Fixes for Craig's comments

zvi updated this revision to Diff 129218.Jan 10 2018, 12:47 AM
  1. Following Simon's suggestion, refactored out the code that splits the vector to legal-types to 'LowerBinTo' (the function name probably needs revision)) and applied to PMADDWD.
  2. Added a missing DAGCombine to let a truncate negate a sext through an EXTRACT_SUBVECTOR.

This patch still needs to be worked on to improve comments and code-style, and broken into 2-3 patches. But would appreciate feedback on item #1 above. Thanks.

zvi marked 9 inline comments as done.Jan 10 2018, 12:49 AM
zvi updated this revision to Diff 129219.Jan 10 2018, 1:15 AM

Average lowering fully using the refactored type-splitting code.

RKSimon added inline comments.Jan 10 2018, 5:36 AM
lib/CodeGen/SelectionDAG/DAGCombiner.cpp
8780 ↗(On Diff #129219)

Add comment describing the combine - any chance that you can add additional tests for this?

zvi added inline comments.Jan 10 2018, 5:54 AM
lib/CodeGen/SelectionDAG/DAGCombiner.cpp
8780 ↗(On Diff #129219)

Sure.

zvi updated this revision to Diff 129372.Jan 10 2018, 4:48 PM

Reabase on top D41925

RKSimon added inline comments.Jan 11 2018, 12:43 PM
lib/Target/X86/X86ISelLowering.cpp
37149 ↗(On Diff #129470)

Can't you do this in a fully general manner, checking both LHS+RHS at the same time that one is the odd and the other is the even? It seems as the moment you can only check for all_odd+all_even or all_even+all_odd.

37171 ↗(On Diff #129470)

Mul.getValueType().getVectorNumElements() != (2 * e)

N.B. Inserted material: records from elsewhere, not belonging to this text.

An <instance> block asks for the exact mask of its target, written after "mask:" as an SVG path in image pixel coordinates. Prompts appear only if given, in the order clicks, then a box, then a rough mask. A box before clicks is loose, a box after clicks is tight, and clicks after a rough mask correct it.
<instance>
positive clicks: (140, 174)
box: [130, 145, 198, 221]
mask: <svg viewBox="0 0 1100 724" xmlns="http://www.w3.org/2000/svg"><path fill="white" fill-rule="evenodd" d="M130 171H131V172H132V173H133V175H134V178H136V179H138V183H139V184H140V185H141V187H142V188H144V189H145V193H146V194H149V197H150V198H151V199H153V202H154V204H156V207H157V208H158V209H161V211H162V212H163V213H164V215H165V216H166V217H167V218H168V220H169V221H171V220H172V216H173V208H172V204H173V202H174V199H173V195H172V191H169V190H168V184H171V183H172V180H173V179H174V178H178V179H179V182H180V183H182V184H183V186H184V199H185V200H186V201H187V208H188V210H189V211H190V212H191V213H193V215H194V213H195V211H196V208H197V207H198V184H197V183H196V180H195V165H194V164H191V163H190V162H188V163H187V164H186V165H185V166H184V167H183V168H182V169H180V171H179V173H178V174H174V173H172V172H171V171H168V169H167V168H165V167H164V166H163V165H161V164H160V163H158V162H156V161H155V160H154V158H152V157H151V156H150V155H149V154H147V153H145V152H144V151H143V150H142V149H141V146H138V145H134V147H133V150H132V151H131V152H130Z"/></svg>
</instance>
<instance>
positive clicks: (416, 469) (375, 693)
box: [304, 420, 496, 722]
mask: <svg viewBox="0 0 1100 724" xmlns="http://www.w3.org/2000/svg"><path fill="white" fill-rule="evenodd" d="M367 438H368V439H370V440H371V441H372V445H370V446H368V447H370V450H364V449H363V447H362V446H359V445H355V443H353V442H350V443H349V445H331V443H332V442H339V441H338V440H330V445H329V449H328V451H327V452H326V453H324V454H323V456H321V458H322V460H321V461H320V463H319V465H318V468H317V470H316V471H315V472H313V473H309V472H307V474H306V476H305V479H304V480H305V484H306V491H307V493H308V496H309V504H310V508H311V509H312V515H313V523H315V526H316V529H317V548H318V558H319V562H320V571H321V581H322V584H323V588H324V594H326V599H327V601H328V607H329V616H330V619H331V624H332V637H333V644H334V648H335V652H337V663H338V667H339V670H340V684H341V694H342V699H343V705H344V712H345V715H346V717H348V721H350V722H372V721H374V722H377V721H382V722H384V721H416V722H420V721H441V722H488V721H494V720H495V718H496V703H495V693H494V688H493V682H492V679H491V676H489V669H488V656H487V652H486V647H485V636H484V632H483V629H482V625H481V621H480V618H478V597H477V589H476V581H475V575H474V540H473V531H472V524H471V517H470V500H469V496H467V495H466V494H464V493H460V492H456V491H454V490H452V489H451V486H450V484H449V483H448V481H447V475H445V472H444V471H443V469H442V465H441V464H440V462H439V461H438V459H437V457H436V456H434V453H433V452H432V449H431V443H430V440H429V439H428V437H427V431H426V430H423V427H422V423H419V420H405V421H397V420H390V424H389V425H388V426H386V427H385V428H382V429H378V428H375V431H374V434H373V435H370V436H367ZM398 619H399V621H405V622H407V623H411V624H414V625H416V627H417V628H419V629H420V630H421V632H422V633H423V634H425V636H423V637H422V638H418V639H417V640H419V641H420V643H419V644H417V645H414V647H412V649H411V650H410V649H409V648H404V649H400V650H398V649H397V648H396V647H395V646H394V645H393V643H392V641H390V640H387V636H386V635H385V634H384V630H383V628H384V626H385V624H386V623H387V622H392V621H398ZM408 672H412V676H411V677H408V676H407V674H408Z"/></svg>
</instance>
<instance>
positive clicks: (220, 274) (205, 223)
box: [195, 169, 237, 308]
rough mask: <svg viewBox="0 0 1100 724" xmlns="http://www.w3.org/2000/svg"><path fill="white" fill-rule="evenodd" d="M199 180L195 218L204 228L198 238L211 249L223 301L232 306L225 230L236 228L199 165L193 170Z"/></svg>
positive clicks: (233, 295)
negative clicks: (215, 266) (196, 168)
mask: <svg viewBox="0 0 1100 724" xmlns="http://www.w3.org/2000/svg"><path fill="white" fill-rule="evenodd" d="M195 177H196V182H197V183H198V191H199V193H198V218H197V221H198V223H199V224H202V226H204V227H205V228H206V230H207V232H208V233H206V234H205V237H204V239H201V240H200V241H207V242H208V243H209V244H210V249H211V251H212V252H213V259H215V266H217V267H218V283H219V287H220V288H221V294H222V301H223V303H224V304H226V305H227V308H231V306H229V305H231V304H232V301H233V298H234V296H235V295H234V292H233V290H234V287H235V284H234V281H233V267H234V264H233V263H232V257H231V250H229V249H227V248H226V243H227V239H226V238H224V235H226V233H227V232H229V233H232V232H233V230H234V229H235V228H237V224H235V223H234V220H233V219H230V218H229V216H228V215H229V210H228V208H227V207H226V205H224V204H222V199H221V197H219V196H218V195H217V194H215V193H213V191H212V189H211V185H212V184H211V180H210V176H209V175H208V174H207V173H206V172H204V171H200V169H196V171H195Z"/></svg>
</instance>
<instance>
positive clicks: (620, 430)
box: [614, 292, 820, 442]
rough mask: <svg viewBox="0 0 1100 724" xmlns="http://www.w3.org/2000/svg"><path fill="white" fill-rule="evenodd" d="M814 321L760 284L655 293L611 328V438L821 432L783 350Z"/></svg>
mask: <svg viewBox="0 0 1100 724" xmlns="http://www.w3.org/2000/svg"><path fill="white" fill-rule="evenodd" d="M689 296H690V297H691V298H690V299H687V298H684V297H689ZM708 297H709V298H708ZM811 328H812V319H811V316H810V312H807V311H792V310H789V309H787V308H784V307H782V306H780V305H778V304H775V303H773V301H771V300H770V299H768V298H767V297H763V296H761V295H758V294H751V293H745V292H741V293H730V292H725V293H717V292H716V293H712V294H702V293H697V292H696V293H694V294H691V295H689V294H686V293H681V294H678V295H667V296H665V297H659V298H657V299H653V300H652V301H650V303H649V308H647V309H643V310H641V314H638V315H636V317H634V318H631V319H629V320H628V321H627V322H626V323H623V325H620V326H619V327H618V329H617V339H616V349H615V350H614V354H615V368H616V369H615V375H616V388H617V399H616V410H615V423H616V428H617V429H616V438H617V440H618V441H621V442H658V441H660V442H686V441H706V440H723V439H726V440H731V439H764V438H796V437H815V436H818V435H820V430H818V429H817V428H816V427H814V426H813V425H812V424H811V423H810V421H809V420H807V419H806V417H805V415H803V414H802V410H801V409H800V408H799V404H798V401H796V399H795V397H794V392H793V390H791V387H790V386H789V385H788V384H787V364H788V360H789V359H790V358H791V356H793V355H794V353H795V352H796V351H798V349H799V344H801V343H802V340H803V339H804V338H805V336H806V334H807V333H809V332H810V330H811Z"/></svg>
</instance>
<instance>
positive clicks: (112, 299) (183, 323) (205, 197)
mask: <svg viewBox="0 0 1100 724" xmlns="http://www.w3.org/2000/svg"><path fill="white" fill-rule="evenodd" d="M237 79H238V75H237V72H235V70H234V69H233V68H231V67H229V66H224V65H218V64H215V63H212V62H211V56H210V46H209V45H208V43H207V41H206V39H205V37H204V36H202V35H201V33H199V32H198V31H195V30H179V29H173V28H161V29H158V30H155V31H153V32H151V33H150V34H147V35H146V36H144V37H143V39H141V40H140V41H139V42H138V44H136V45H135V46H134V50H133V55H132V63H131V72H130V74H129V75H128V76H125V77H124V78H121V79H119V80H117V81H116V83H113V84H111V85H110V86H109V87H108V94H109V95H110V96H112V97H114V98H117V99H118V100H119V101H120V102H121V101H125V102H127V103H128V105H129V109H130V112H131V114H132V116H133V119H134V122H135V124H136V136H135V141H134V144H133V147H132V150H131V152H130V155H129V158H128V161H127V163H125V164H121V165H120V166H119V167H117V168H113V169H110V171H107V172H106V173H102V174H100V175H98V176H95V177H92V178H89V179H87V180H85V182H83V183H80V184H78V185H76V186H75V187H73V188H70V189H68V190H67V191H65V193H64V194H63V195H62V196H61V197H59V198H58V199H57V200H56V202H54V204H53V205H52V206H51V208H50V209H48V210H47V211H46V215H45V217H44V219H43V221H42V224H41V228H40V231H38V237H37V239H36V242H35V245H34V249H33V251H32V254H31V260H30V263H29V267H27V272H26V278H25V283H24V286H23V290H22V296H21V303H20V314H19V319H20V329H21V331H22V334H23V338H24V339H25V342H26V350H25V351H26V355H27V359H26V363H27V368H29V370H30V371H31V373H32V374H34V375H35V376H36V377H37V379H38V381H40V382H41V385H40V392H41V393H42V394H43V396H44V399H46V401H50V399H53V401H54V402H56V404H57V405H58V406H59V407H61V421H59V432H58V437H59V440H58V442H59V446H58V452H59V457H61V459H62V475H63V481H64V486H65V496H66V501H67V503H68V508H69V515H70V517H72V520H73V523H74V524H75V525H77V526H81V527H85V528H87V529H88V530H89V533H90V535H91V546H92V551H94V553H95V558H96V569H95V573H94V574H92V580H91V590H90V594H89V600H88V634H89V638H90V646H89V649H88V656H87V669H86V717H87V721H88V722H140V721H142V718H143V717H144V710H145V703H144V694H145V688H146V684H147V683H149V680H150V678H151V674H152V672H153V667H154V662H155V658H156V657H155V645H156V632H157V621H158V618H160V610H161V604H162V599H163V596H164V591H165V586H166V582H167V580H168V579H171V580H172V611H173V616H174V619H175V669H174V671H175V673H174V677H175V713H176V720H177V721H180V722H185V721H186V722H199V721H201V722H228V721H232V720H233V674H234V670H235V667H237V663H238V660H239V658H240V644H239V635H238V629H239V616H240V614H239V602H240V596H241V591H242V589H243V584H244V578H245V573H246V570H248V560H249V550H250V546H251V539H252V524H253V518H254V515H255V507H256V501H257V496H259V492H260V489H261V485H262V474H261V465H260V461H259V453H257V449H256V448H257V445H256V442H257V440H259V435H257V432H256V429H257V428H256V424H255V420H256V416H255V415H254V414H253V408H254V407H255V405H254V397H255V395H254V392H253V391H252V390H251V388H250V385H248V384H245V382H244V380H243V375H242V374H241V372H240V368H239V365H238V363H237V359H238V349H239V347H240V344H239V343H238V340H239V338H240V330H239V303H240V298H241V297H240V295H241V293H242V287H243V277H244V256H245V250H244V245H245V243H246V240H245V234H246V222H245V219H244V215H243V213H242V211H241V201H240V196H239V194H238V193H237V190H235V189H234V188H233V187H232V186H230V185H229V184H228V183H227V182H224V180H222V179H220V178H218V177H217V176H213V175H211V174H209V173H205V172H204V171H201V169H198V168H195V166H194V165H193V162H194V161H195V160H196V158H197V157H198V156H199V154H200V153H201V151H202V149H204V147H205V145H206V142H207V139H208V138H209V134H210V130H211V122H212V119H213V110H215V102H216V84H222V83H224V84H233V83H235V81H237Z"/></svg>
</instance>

zvi updated this revision to Diff 129590.Jan 12 2018, 1:44 AM

Check both BUILD_VECTOR nodes together if one is composed of odd indexed extracts and the other composed of even idexed extracts.

You can probably make this completely generic and support fully random odd/even pairs:

define <4 x i32> @pmaddwd_8_interleaved(<8 x i16> %A, <8 x i16> %B) {
   %a = sext <8 x i16> %A to <8 x i32>
   %b = sext <8 x i16> %B to <8 x i32>
   %m = mul nsw <8 x i32> %a, %b
   %odd = shufflevector <8 x i32> %m, <8 x i32> undef, <4 x i32> <i32 0, i32 3, i32 4, i32 7>
   %even = shufflevector <8 x i32> %m, <8 x i32> undef, <4 x i32> <i32 1, i32 2, i32 5, i32 6>
   %ret = add <4 x i32> %even, %odd
   ret <4 x i32> %ret
}
zvi updated this revision to Diff 129751.Jan 13 2018, 12:24 AM

Generalize to account for commutativity of add and mul

RKSimon accepted this revision.Jan 13 2018, 6:44 AM

LGTM - thank you!

This revision is now accepted and ready to land.Jan 13 2018, 6:44 AM
This revision was automatically updated to reflect the committed changes.